Wednesday, June 4, 2014

Lula's Granola

AHHH summertime. Hikes, swimming, riding bikes, playing tag, sliding down slides, treasure hunts and leaping thru the sprinkler all before noon... 
I need all the energy I can get to keep up with our active and inquisitive little girl. 
She is always bouncing..literally..ALWAYS! She's like that Tiger that's friends with the fluffy little bear. Springs in her feet and excitement about everything. 
So, to keep up the best I can I try to give my body all it needs to be nourished and healthy. One way I do this is to keep this amazing granola in the house. It is great for breakfast, as a snack, or to take along for those wonderfully busy summer days. It is packed with everything sunny and bright, just like our little girl who's name it shares. Lula. She has given it a gold star..I hope you enjoy it too!

 
Ingredients: 

1/4 Cup Tri-colored Quinoa 
3 Cups Organic Gluten Free Oats (plus 1/8 Cup you add to the finished dish)  
3 Tablespoons Flax Seeds
1/2 Cup Raw Almonds 
1/2 Cup Raw Pumpkin Seeds
1/2 Cup Chopped Pecans 
1/4 Cup Organic Sunflower Seeds
1/2 Cup Organic Rasins 
1/2 Cup Dried Cranberries 
1 teaspoon Cinnamon 
1/4 teaspoon Tumeric 
1 Tablespoon Unsweetned Cocoa Powder  (or Carob powder)
1 Tablespoon Teff Flour 
Pinch of Kosher Salt 

1/4 Cup Coconut Oil
1/4 Cup Organic No Sugar added Peanut Butter
1/4 Cup plus 1 Tablespoon Organic Wildflower Honey
1/2 Teaspoon Organic Madagascar Vanilla 
2 teaspoons Coconut Sugar 

Directions:
In a large bowl combine the first 14 ingredients ( leaving out the 1/8 cup oats for the finished granola) 
Stir well to combine. 

In a small bowl combine the Peanut Butter and Coconut oil. Warm in microwave for 10 seconds or until just melted. To the Coconut Oil mixture add the honey and vanilla, Stir. Pour over the dry ingredients and stir until well combined. 
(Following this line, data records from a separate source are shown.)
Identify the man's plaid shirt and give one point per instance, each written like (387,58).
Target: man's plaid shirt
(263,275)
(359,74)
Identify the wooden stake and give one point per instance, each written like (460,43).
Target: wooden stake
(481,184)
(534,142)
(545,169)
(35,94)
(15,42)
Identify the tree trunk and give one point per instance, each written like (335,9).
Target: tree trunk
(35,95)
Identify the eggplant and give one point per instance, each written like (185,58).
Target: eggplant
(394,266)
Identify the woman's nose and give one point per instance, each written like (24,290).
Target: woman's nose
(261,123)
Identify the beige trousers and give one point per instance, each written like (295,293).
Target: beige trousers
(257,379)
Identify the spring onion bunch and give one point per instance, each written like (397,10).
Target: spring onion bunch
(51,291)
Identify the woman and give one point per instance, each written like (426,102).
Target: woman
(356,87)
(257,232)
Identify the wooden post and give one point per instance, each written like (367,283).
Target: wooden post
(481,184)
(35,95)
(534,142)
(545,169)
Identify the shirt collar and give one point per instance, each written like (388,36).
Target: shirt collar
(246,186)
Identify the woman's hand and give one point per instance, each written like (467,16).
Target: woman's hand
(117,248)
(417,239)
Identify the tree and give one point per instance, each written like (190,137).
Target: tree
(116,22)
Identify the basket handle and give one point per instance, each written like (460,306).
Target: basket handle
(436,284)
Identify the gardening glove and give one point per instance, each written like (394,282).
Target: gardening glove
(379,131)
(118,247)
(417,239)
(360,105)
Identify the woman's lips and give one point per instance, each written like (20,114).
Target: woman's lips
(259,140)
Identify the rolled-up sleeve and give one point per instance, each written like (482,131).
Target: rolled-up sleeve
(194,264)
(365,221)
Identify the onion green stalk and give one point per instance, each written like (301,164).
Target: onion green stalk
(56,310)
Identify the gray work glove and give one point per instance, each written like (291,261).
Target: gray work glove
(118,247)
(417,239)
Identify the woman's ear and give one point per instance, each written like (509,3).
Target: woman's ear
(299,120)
Preheat oven to 325. On a Silpat or parchment lined cookie sheet gently pour the granola mixture and spread out to an even layer. Bake for 20 mins. Turn the heat off on your oven. Remove the cookie tray from oven and carefully stir the granola. Place back into the oven and leave the door ajar. After another 5 mins remove the granola and stir once more. Remove and place cookie sheet on a cooling rack. Let it cool stirring every 10 mins until it is cool to the touch. Sprinkle over the 2 teaspoons of Coconut Sugar and 1/8 Cup reserved Oats. Stir to combine. 

Store in an airtight container. 

Can be packed up as a good "on the go" snack, added to your favorite dairy free yogurt, or simply in a bowl with your favorite milk substitute and fresh fruit. On a chilly day you can add 1/3 Cup of the granola to 1/4 Cup milk Substitue to a bowl, stir and warm in the microwave for 1 minute.